The standardization encourages diverse implementation by different vendors and organizations. Unlike proprietary languages such as Matlab and Mathematica, a standardized programming language is not controlled by a single vendor. A standardized programming language is stable and its evolution is overseen by a technical standard committee made up of business, academic, and organizational representatives with a stake in the language. The existing code written in a standardized language is less likely to break even if compilers or interpreters from different vendors are updated or developed years later. This means what you learned and wrote 30 years ago won't be obsolete and are still useful today and in the future. The first C standard, C89, was released in 1989 by the ANSI X3J11 and ISO S22/WG14 C Standard Committees. The second (and latest) C standard, C99, was ratified in 1999 and added many new features, such as complex numbers, variable length arrays for numerical computing, and support for 64-bit computing. All existing code conforming to the C89 standard can run in a C compiler or interpreter conforming to the C99 standard. As a contrary example, there is no standard for Python. Python 3.0 breaks the code, packages and modules written for the previous versions of Python.

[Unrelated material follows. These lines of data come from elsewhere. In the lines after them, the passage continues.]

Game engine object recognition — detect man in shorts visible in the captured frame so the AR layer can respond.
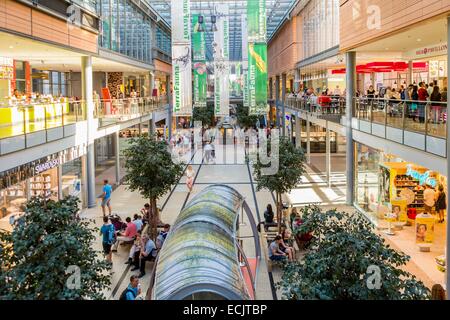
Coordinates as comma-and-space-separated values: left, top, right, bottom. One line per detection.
100, 216, 115, 263
101, 179, 113, 217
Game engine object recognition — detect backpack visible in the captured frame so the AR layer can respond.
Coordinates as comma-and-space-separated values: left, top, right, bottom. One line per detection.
119, 288, 136, 301
106, 224, 116, 245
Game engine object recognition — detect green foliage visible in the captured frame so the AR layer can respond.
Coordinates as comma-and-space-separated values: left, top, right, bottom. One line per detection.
236, 105, 259, 128
253, 135, 306, 196
122, 133, 185, 201
279, 205, 431, 300
0, 197, 111, 300
192, 105, 214, 127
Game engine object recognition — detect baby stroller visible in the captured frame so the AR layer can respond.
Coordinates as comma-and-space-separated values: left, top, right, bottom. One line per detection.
109, 214, 126, 232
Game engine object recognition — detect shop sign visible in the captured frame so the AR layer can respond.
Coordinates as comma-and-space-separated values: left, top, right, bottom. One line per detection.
248, 43, 268, 115
404, 43, 447, 59
405, 164, 437, 187
34, 159, 60, 175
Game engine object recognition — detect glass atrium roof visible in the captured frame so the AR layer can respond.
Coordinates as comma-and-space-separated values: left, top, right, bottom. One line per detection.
146, 0, 296, 61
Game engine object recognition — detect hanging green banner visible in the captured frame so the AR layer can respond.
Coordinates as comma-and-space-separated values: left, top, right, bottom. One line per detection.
192, 14, 206, 61
248, 43, 268, 115
247, 0, 266, 43
193, 62, 207, 108
192, 14, 207, 108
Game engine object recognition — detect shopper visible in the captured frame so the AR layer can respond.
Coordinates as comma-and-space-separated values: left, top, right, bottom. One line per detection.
119, 275, 141, 300
156, 223, 171, 249
125, 231, 142, 265
132, 214, 143, 232
100, 216, 115, 264
423, 184, 436, 214
417, 82, 428, 123
435, 184, 446, 223
100, 179, 113, 217
140, 203, 151, 221
410, 85, 419, 120
264, 204, 275, 224
132, 234, 158, 278
280, 230, 295, 261
185, 165, 195, 192
268, 235, 288, 262
430, 86, 442, 124
113, 217, 137, 250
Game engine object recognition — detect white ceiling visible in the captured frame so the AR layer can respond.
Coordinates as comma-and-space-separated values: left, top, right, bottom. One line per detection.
0, 32, 150, 74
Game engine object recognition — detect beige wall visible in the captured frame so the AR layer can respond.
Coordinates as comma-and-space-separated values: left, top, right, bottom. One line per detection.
340, 0, 450, 51
268, 15, 302, 78
0, 0, 98, 53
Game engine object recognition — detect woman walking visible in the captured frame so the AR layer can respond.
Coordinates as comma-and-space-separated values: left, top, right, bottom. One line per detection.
435, 184, 446, 223
186, 165, 195, 192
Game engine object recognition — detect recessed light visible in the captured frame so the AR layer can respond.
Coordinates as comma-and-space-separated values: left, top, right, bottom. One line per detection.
385, 47, 389, 50
417, 38, 421, 42
9, 45, 13, 49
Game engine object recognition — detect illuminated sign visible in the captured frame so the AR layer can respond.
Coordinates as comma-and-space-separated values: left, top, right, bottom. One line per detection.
406, 164, 437, 187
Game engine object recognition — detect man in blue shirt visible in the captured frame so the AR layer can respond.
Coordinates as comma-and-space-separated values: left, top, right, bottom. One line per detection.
120, 275, 141, 300
100, 179, 113, 217
100, 216, 115, 263
132, 235, 157, 278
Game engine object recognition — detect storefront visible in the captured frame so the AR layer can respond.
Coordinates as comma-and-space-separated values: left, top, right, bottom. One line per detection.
0, 145, 87, 231
298, 120, 338, 153
354, 141, 447, 285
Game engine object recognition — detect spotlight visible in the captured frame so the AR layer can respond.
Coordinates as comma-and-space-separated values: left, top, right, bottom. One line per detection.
211, 15, 218, 32
197, 15, 205, 32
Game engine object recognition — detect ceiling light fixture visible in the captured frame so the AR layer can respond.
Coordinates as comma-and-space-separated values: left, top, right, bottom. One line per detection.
211, 15, 218, 32
197, 15, 205, 32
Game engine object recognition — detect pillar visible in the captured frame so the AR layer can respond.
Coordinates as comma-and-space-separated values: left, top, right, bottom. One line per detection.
269, 77, 273, 100
295, 113, 302, 149
445, 15, 450, 300
57, 165, 63, 200
306, 114, 311, 164
275, 75, 280, 127
166, 74, 172, 140
407, 60, 413, 85
294, 69, 300, 93
281, 73, 287, 136
150, 111, 156, 135
114, 131, 120, 185
82, 56, 96, 208
345, 51, 356, 206
326, 122, 331, 188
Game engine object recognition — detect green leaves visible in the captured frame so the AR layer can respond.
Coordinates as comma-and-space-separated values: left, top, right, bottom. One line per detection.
122, 133, 185, 201
278, 206, 431, 300
0, 197, 111, 300
253, 136, 306, 196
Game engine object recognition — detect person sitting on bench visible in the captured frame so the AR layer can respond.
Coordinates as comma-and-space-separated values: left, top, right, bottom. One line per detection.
132, 234, 157, 278
268, 236, 288, 262
113, 217, 137, 251
263, 204, 277, 231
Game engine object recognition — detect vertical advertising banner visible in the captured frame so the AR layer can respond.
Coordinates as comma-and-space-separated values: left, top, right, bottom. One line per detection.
192, 14, 207, 108
248, 43, 268, 115
214, 3, 230, 117
172, 44, 193, 116
242, 14, 249, 107
247, 0, 266, 43
171, 0, 192, 116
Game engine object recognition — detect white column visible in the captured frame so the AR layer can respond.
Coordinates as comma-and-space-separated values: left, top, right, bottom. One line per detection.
82, 56, 96, 208
306, 114, 311, 164
294, 69, 300, 93
445, 15, 450, 299
326, 122, 331, 188
57, 165, 63, 200
114, 131, 120, 185
346, 51, 356, 206
295, 113, 302, 149
407, 60, 413, 85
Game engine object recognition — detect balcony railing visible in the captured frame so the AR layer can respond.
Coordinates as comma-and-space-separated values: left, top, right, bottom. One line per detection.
355, 97, 447, 139
96, 97, 168, 127
0, 97, 168, 155
285, 96, 346, 120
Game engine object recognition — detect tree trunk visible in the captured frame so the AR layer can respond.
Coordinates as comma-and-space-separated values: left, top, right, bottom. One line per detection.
276, 192, 282, 233
149, 197, 158, 241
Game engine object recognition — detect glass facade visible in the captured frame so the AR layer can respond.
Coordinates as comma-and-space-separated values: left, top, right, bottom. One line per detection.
302, 0, 339, 59
156, 26, 171, 56
98, 0, 152, 64
32, 71, 70, 97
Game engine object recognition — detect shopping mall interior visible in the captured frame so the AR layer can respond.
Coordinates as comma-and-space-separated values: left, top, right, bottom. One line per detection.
0, 0, 450, 305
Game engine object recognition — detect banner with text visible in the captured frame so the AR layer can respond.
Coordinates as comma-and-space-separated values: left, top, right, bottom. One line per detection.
192, 14, 207, 108
248, 43, 268, 115
241, 14, 249, 107
171, 0, 191, 43
172, 44, 193, 116
247, 0, 266, 43
214, 3, 230, 117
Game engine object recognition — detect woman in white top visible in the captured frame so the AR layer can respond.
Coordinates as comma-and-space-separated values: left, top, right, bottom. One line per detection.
185, 165, 195, 192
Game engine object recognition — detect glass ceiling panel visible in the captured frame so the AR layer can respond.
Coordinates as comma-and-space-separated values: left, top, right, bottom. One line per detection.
146, 0, 295, 61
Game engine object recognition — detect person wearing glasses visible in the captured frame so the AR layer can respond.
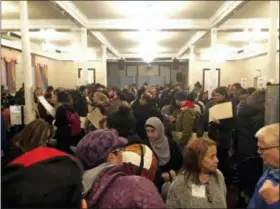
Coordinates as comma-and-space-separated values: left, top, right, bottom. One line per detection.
166, 137, 227, 208
248, 123, 279, 209
75, 129, 165, 209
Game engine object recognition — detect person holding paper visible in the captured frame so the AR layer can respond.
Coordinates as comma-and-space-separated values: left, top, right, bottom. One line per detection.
205, 87, 234, 184
166, 138, 227, 208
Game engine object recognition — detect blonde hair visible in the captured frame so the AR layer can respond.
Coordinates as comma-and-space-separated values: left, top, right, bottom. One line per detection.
255, 123, 279, 146
94, 92, 109, 105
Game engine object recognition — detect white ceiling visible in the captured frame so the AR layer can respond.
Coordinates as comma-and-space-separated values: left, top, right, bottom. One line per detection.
73, 1, 224, 19
102, 31, 196, 54
1, 1, 279, 60
1, 1, 67, 19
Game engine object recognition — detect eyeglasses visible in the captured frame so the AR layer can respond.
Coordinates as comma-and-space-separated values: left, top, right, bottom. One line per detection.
112, 147, 124, 155
258, 146, 279, 153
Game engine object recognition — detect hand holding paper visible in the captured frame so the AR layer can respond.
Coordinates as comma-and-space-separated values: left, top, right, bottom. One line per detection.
209, 102, 233, 122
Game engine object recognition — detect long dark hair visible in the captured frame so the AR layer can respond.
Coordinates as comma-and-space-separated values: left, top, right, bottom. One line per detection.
183, 138, 218, 186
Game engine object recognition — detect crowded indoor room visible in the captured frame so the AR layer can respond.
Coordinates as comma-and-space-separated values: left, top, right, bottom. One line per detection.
1, 1, 279, 208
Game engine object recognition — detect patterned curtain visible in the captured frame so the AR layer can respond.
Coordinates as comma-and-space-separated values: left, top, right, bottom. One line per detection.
41, 65, 48, 89
1, 58, 7, 86
5, 59, 17, 93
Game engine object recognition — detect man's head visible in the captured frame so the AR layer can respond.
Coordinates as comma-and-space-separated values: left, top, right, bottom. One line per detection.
232, 83, 243, 99
108, 86, 121, 99
238, 89, 249, 103
256, 124, 279, 168
174, 91, 187, 107
2, 147, 86, 208
75, 129, 127, 169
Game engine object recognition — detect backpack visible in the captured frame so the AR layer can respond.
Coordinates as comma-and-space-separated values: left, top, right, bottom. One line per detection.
174, 107, 196, 145
66, 109, 81, 136
194, 113, 204, 138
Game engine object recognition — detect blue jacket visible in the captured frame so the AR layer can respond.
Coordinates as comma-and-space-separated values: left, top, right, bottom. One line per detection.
248, 168, 279, 209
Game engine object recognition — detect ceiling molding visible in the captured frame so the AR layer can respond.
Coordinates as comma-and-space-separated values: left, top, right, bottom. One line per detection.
2, 18, 276, 32
209, 1, 247, 28
51, 1, 88, 27
219, 19, 280, 31
1, 38, 60, 60
1, 19, 78, 31
87, 19, 210, 31
89, 31, 122, 59
121, 53, 176, 59
174, 1, 247, 58
175, 31, 207, 58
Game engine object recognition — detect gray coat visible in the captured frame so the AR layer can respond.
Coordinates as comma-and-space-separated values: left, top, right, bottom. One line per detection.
166, 170, 227, 208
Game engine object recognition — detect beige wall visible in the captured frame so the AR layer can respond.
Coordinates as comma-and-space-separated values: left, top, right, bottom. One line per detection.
11, 54, 105, 90
191, 52, 279, 88
7, 46, 279, 90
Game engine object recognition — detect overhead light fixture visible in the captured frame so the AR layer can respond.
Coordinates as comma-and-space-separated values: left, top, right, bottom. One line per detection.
2, 2, 18, 13
41, 42, 56, 53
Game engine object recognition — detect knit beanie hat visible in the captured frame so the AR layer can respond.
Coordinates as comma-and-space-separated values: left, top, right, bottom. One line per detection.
2, 147, 83, 208
174, 91, 187, 101
75, 129, 127, 169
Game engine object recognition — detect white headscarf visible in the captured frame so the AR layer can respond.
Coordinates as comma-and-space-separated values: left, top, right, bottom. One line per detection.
145, 117, 170, 166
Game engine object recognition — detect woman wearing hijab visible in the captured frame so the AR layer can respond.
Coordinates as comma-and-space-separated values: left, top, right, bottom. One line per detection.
145, 117, 183, 192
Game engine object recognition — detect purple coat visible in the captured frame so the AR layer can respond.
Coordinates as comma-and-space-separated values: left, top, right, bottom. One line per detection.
83, 163, 165, 208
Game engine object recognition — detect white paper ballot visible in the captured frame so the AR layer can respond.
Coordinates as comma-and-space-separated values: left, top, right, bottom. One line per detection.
37, 96, 55, 117
209, 102, 233, 122
10, 105, 23, 125
80, 117, 86, 129
87, 107, 104, 129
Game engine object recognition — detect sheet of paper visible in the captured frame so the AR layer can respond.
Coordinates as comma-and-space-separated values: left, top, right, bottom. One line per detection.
209, 102, 233, 122
87, 107, 104, 129
80, 117, 86, 129
37, 96, 55, 117
10, 105, 23, 125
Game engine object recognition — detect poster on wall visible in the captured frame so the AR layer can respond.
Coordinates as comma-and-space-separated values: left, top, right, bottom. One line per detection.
204, 69, 219, 98
240, 78, 248, 88
10, 105, 23, 125
257, 76, 266, 89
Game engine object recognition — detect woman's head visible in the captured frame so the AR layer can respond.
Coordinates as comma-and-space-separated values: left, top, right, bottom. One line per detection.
213, 87, 228, 103
183, 138, 218, 175
93, 92, 109, 106
140, 93, 153, 105
145, 117, 165, 142
12, 119, 54, 152
107, 106, 136, 137
52, 91, 72, 106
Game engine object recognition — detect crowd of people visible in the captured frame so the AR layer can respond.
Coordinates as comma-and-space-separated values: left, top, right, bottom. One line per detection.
1, 81, 279, 209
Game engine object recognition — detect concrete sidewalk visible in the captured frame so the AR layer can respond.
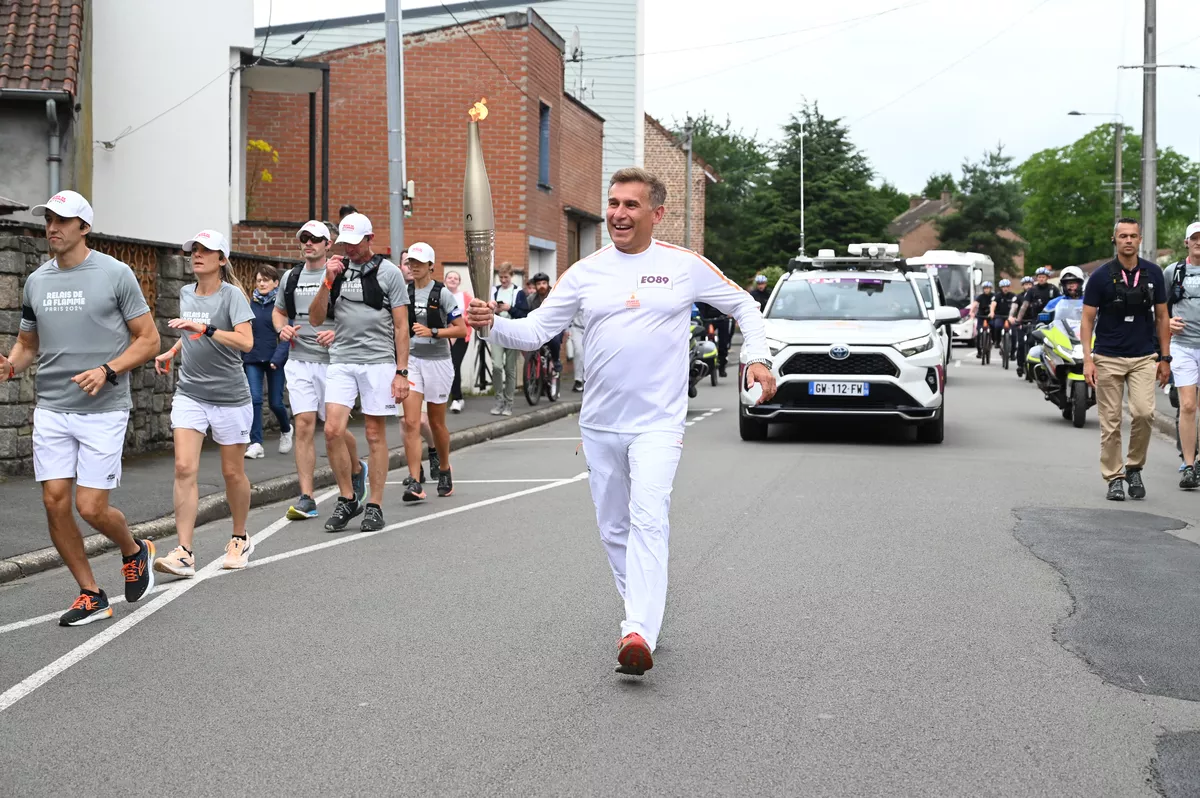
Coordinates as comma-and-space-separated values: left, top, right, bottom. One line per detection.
0, 391, 583, 582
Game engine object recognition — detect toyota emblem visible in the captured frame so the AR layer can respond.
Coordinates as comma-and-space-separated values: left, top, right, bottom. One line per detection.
829, 344, 850, 360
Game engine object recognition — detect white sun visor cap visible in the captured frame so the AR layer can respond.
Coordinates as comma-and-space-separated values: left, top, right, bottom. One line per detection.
406, 242, 435, 263
336, 213, 373, 245
31, 190, 94, 226
1186, 222, 1200, 240
183, 229, 230, 258
297, 220, 331, 241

Writing computer programs is essential to solving complex science and engineering problems. Many principles and concepts in STEM disciplines can be illustrated and reinforced through writing programs. C and C++ are more widely used in STEM fields than any other programming languages such as Java, Fortran, or Matlab.
The notion that only future computer scientists or IT professionals need training in computer programming is no longer true. Outside of the IT industry, knowledge of computer programming is an essential skills for careers not only in STEM fields, but also in marketing, advertising, journalism and the creative arts. For example, market researchers may have to use or write programs to analyze a large set of data.
Developing a program to solve a practical problem involves many creative works, including design, logic reasoning, math, etc. It can help students find practical applications of many math concepts such as variables in Algebra I and trigonometry. Debugging a program can also help student improve their reasoning and logical thinking capabilities. The computer-aided problem solving capabilities can be trained using C.